2024-06-23 15:35:35.168 DEBUG (MainThread) [custom_components.gpt4vision.config_flow] Selected provider: Anthropic 2024-06-23 15:35:35.168 DEBUG (MainThread) [custom_components.gpt4vision.config_flow] Configured providers: ['OpenAI'] 2024-06-23 15:35:37.195 DEBUG (MainThread) [custom_components.gpt4vision.config_flow] Connecting to https://api.anthropic.com/v1/messages 2024-06-23 15:35:37.372 ERROR (MainThread) [custom_components.gpt4vision.config_flow] Handshake failed with status: 400 2024-06-23 15:35:37.373 ERROR (MainThread) [custom_components.gpt4vision.config_flow] Could not connect to Anthropic server. 2024-06-23 15:35:37.373 ERROR (MainThread) [custom_components.gpt4vision.config_flow] Validation failed: handshake_failed

valentinfrlch commented 2 months ago

Alright, I found the error. the Image.open() was blocking the loop. It runs asynchronously now, so this issue is fixed.

However, I cannot reproduce the Anthropic setup issue you're experiencing. Are you sure the API key is valid?
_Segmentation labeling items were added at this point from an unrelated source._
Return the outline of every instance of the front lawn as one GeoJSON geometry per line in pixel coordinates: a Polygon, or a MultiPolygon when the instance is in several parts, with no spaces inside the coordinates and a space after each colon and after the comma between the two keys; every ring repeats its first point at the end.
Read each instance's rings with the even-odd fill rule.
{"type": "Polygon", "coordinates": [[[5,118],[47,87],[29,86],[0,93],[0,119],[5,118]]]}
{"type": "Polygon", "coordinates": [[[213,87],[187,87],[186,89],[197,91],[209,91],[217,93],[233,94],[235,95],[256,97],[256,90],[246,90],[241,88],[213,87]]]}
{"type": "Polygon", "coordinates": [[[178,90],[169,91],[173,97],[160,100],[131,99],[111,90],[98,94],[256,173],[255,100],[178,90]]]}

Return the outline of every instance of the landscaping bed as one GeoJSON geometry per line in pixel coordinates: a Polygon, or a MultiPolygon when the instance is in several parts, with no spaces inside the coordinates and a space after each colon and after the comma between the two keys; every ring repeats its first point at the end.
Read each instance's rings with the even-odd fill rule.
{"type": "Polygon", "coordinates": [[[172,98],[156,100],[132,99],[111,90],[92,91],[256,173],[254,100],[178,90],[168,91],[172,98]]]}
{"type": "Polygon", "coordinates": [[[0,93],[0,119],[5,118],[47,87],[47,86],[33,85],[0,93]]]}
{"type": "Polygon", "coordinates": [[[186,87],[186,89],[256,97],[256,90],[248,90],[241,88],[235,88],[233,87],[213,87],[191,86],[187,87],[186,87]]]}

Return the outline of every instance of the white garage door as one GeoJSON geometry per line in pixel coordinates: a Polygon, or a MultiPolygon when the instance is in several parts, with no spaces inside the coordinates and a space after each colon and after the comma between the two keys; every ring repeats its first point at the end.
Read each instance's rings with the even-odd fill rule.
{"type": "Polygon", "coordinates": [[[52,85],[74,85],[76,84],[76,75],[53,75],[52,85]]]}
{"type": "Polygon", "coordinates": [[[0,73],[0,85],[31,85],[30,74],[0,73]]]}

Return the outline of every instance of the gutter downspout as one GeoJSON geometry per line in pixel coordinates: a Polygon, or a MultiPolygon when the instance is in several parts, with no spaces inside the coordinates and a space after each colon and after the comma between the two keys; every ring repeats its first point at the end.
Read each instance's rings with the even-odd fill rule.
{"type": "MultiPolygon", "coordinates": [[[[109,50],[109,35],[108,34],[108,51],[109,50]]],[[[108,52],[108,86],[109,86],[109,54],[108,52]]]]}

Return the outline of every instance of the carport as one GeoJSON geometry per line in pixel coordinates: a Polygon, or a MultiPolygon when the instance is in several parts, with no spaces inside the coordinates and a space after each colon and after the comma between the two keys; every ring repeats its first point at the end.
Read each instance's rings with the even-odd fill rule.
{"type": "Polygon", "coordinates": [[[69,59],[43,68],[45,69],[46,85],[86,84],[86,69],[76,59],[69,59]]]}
Still it's weird because status code 400 implies "bad request" which would suggest there is something wrong with the way the request is sent.

I'm going to create an updated release, so if you've got some extra time you can try if it works again. No pressure though.
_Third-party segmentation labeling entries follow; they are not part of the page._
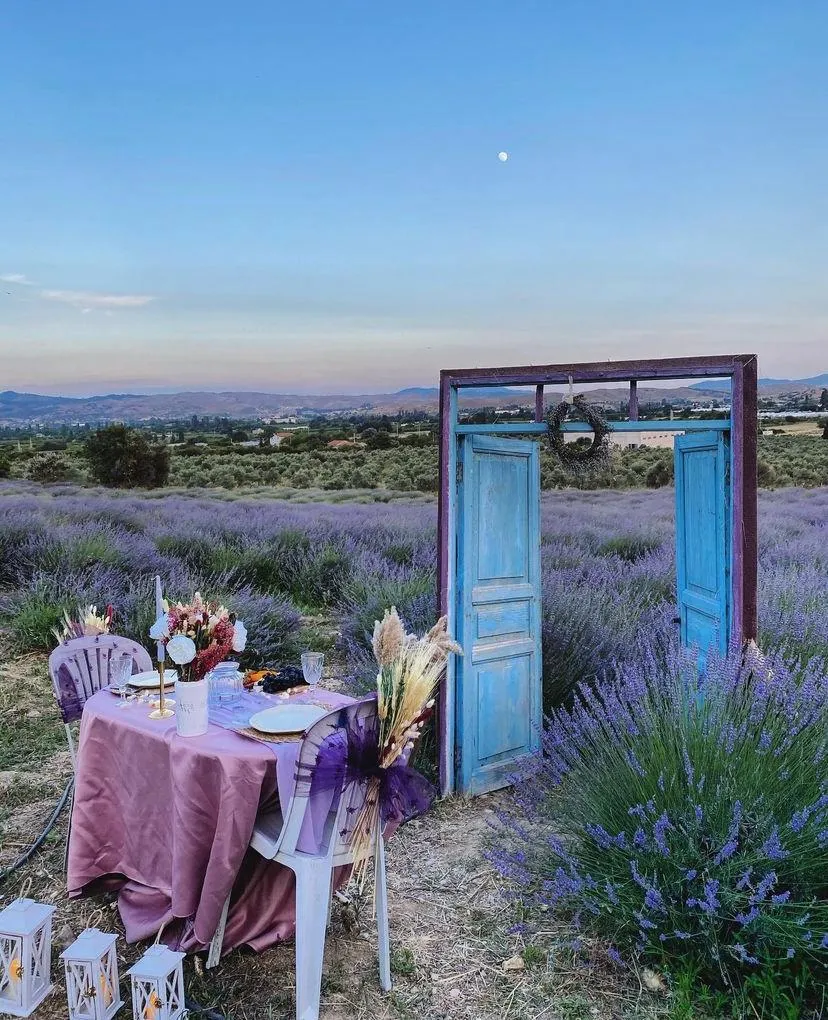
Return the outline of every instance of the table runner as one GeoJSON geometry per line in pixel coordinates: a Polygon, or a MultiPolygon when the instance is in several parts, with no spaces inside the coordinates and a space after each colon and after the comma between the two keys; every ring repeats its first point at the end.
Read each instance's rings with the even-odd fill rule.
{"type": "MultiPolygon", "coordinates": [[[[314,696],[331,709],[353,700],[321,690],[314,696]]],[[[225,716],[218,710],[216,717],[225,716]]],[[[259,810],[288,803],[299,747],[212,722],[203,736],[182,737],[174,718],[151,720],[147,705],[121,709],[108,692],[95,695],[81,725],[69,896],[116,887],[130,941],[167,924],[165,941],[192,951],[209,944],[232,888],[225,950],[261,950],[289,937],[293,872],[248,844],[259,810]]],[[[303,828],[300,845],[312,837],[303,828]]]]}

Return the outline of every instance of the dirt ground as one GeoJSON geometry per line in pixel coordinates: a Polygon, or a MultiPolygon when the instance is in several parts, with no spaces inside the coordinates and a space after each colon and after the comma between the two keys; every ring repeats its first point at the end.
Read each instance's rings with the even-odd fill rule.
{"type": "MultiPolygon", "coordinates": [[[[63,727],[43,657],[0,666],[0,870],[43,829],[70,774],[63,727]]],[[[633,976],[576,962],[571,933],[550,921],[531,937],[515,932],[518,908],[483,857],[493,838],[494,809],[508,794],[437,804],[404,826],[389,846],[394,988],[379,988],[370,909],[338,905],[328,931],[322,1020],[580,1020],[669,1015],[668,1004],[642,990],[633,976]],[[522,969],[504,969],[520,957],[522,969]]],[[[44,848],[0,884],[0,907],[31,879],[31,896],[57,905],[55,990],[39,1020],[66,1016],[58,954],[90,920],[121,931],[114,902],[65,899],[63,853],[67,812],[44,848]],[[97,911],[102,911],[102,915],[97,911]]],[[[120,972],[144,947],[119,944],[120,972]]],[[[229,954],[205,972],[185,964],[188,994],[218,1008],[227,1020],[281,1020],[295,1015],[293,944],[261,955],[229,954]]],[[[122,980],[122,994],[128,991],[122,980]]],[[[125,1000],[128,1001],[128,1000],[125,1000]]],[[[128,1015],[128,1007],[124,1010],[128,1015]]],[[[191,1016],[197,1017],[198,1013],[191,1016]]]]}

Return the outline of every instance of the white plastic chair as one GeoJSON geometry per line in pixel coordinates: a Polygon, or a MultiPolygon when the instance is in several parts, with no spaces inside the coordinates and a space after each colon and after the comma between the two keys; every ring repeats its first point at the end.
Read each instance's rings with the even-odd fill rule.
{"type": "MultiPolygon", "coordinates": [[[[308,730],[299,753],[299,774],[310,776],[324,740],[340,727],[364,726],[376,716],[376,700],[356,702],[323,716],[308,730]]],[[[315,853],[301,850],[300,834],[311,807],[311,781],[300,779],[282,816],[280,811],[262,814],[256,821],[250,846],[262,857],[289,867],[296,875],[296,1016],[318,1020],[322,984],[325,930],[330,920],[333,869],[354,863],[347,838],[348,819],[365,800],[365,785],[350,783],[332,795],[315,853]]],[[[314,794],[314,796],[318,796],[314,794]]],[[[379,934],[379,982],[391,990],[391,939],[385,882],[385,844],[381,823],[371,834],[371,853],[376,880],[375,906],[379,934]]],[[[229,900],[213,944],[208,966],[218,962],[229,900]]]]}
{"type": "Polygon", "coordinates": [[[81,718],[87,701],[115,678],[115,665],[123,659],[132,660],[134,673],[152,669],[149,652],[117,634],[71,638],[49,656],[49,676],[66,727],[72,771],[75,759],[69,724],[81,718]]]}

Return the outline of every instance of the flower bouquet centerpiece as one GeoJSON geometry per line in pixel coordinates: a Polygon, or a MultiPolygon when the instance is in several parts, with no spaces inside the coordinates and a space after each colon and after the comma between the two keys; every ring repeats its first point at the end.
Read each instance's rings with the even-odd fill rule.
{"type": "Polygon", "coordinates": [[[224,606],[205,601],[199,592],[190,602],[163,603],[150,636],[175,663],[175,721],[185,736],[207,732],[208,699],[205,677],[230,652],[244,652],[247,629],[224,606]]]}
{"type": "Polygon", "coordinates": [[[114,616],[115,611],[111,606],[107,606],[103,613],[98,612],[97,606],[87,606],[86,609],[79,607],[74,619],[64,609],[60,626],[55,627],[52,633],[58,645],[74,638],[96,638],[98,634],[108,634],[114,616]]]}

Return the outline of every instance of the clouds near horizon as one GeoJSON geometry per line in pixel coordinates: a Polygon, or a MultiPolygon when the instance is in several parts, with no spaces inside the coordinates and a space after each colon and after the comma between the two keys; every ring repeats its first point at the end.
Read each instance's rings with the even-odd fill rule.
{"type": "Polygon", "coordinates": [[[4,18],[0,389],[828,368],[828,8],[148,4],[4,18]]]}

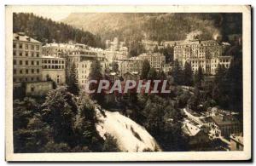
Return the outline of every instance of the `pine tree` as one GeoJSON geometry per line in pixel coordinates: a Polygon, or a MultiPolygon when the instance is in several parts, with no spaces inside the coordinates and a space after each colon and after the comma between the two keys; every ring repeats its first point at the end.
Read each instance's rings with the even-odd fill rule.
{"type": "Polygon", "coordinates": [[[148,74],[148,80],[157,79],[157,72],[154,67],[150,68],[148,74]]]}
{"type": "Polygon", "coordinates": [[[198,71],[195,72],[195,78],[194,78],[195,86],[201,89],[203,80],[204,80],[204,75],[203,75],[202,68],[201,66],[199,66],[198,71]]]}
{"type": "Polygon", "coordinates": [[[143,69],[142,69],[142,78],[147,79],[148,75],[150,70],[150,64],[148,60],[144,60],[143,63],[143,69]]]}
{"type": "Polygon", "coordinates": [[[191,65],[189,62],[185,62],[183,76],[183,84],[186,86],[192,86],[193,72],[191,69],[191,65]]]}
{"type": "Polygon", "coordinates": [[[67,83],[67,90],[69,92],[71,92],[74,95],[78,95],[79,94],[77,68],[74,63],[73,63],[71,66],[67,83]]]}

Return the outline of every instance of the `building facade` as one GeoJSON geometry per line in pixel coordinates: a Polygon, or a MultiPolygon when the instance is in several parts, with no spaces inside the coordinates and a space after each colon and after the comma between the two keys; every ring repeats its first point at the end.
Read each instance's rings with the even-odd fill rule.
{"type": "Polygon", "coordinates": [[[174,60],[182,66],[185,62],[191,65],[193,72],[201,66],[205,74],[215,75],[218,65],[230,67],[232,57],[223,56],[223,46],[214,40],[183,41],[174,47],[174,60]]]}
{"type": "Polygon", "coordinates": [[[13,34],[13,81],[15,83],[42,80],[42,43],[24,33],[13,34]]]}
{"type": "Polygon", "coordinates": [[[70,68],[74,64],[77,69],[78,81],[80,87],[84,88],[89,80],[90,66],[94,60],[99,60],[102,72],[108,67],[108,63],[105,56],[98,55],[94,51],[74,51],[67,56],[66,67],[70,68]]]}
{"type": "Polygon", "coordinates": [[[156,71],[160,71],[166,64],[166,56],[160,53],[144,53],[138,56],[139,59],[148,60],[150,67],[154,67],[156,71]]]}
{"type": "Polygon", "coordinates": [[[124,76],[124,74],[127,72],[141,73],[142,67],[143,67],[143,60],[139,57],[131,57],[119,63],[119,71],[121,76],[124,76]]]}
{"type": "Polygon", "coordinates": [[[212,116],[215,127],[220,131],[220,135],[229,138],[230,135],[240,134],[241,123],[233,116],[212,116]]]}
{"type": "Polygon", "coordinates": [[[65,59],[54,56],[42,56],[42,79],[54,81],[57,85],[66,83],[65,59]]]}

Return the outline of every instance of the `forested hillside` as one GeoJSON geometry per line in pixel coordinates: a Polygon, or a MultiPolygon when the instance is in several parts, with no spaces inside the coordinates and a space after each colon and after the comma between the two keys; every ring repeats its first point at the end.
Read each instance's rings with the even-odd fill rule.
{"type": "Polygon", "coordinates": [[[38,17],[33,14],[14,13],[13,31],[24,31],[42,43],[67,43],[74,41],[93,47],[102,47],[101,38],[89,31],[38,17]]]}
{"type": "Polygon", "coordinates": [[[216,34],[241,33],[241,14],[132,14],[73,13],[62,21],[100,35],[103,40],[119,37],[125,41],[183,40],[191,31],[201,31],[201,39],[216,34]]]}

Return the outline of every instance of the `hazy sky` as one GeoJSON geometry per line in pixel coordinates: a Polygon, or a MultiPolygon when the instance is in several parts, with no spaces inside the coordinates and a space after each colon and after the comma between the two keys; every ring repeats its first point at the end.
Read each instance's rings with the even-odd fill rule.
{"type": "Polygon", "coordinates": [[[33,13],[36,15],[38,16],[42,16],[42,17],[46,17],[49,19],[51,19],[53,20],[58,21],[61,20],[62,19],[65,19],[66,17],[68,16],[68,14],[70,14],[70,11],[66,11],[66,10],[61,10],[59,9],[59,11],[55,11],[52,9],[30,9],[29,11],[27,11],[28,13],[33,13]]]}

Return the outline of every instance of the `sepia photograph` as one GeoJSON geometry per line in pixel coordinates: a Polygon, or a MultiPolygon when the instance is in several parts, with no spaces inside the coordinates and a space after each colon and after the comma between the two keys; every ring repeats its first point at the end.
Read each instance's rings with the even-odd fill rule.
{"type": "Polygon", "coordinates": [[[250,6],[5,9],[7,161],[251,158],[250,6]]]}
WouterJN commented 2 months ago

ChatGPT is working again. Thanks a lot :-)

I believe I have also found the issue with the Anthropic API. Last night, I created a small test script to call the API, but it returned the following error. I will add some funds later today, test you plugging again, and let you know the results.

{ "type": "error", "error": { "type": "invalid_request_error", "message": "Your credit balance is too low to access the Claude API. Please go to Plans & Billing to upgrade or purchase credits." } }

WouterJN commented 2 months ago

I've added some funds to Anthropic, and it's now working perfectly! Thank you for your effort!

The cost for analyzing three images, each with a width of 1280 pixels, and returning a JSON looks very reasonable. Over the next few days or weeks, I will run all three models (OpenAI, Gemini, and Anthropic) in parallel to determine which one I prefer.

Screenshot 2024-06-24 at 09 34 39
valentinfrlch commented 2 months ago

Glad to hear it's working again. And thank you too, I would not have found that bug without you!